We’re always amazed by the novel ways people use search. But whether your instance is similar to one of these or you are using Elasticsearch to solve a new problem, the way you handle data, documents, and indexes in Elasticsearch is the same.

What is Elasticsearch?

What is Elasticsearch?

More introduction:

Data input: documents and indexes

Information output: search and analysis

Scalability and resilience

In addition to Elasticsearch, There are Logstash and Beats for Elasticseach data collection and aggregation, while Kibana provides an interface for data display and manipulation.

We can see a few key descriptions:

  1. Elasticsearch is a distributed search and analysis engine
  2. Elasticsearch provides near real-time search and analysis for a wide variety of data types
  3. Elasticsearch supports a variety of data

There are a few features of Elasticsearch that we can only vaguely understand:

  • Elasticsearch is distributed, you can have multiple Elasticsearch nodes in a cluster, and any node can access the documents in the node.
  • Elasticsearch supports primary/secondary clusters and relies on cross-cluster replication (CCR)
  • Elasticsearch can serialize various data into A JSON document and store it for search.
  • Elasticsearch uses an inverted index data structure to support fast searches.
  • Elasticsearch,fieldIs a key-value pair that contains data,The documentIs a collection of fields, andThe indexIs an optimized collection of documents (index -> document -> Field -> data).
  • When Dynamic mapping is enabled for Elasticsearch, new fields are automatically added to the index or you can define your own mapping.
  • An index is a logical group of one or more physical fragments; Documents in the index are distributed over multiple shards and those shards are distributed over multiple nodes
  • The number of master shards is specified when the index is created, and the replica shards can change at any time
  • The configuration of the number of fragments requires trade-offs

In further documentation, you can see.

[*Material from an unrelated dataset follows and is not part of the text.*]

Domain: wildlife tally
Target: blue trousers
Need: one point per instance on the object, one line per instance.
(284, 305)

Elasticsearch is based on Apache Lucene. Elasticsearch also provides REST apis and supports clients in multiple languages.

Furthermore, the Elasticsearch REST API supports structured queries, full-text queries, and a combination of both.

  • Structured query, type SQL
  • Full-text query that matches the string of the query

Search, in addition to the search of a single word, also support phrase search, similarity search and prefix search.

Elasticsearch also has a feature aggregation that enables you to build complex summaries of your data and drill down into key metrics, patterns, and trends.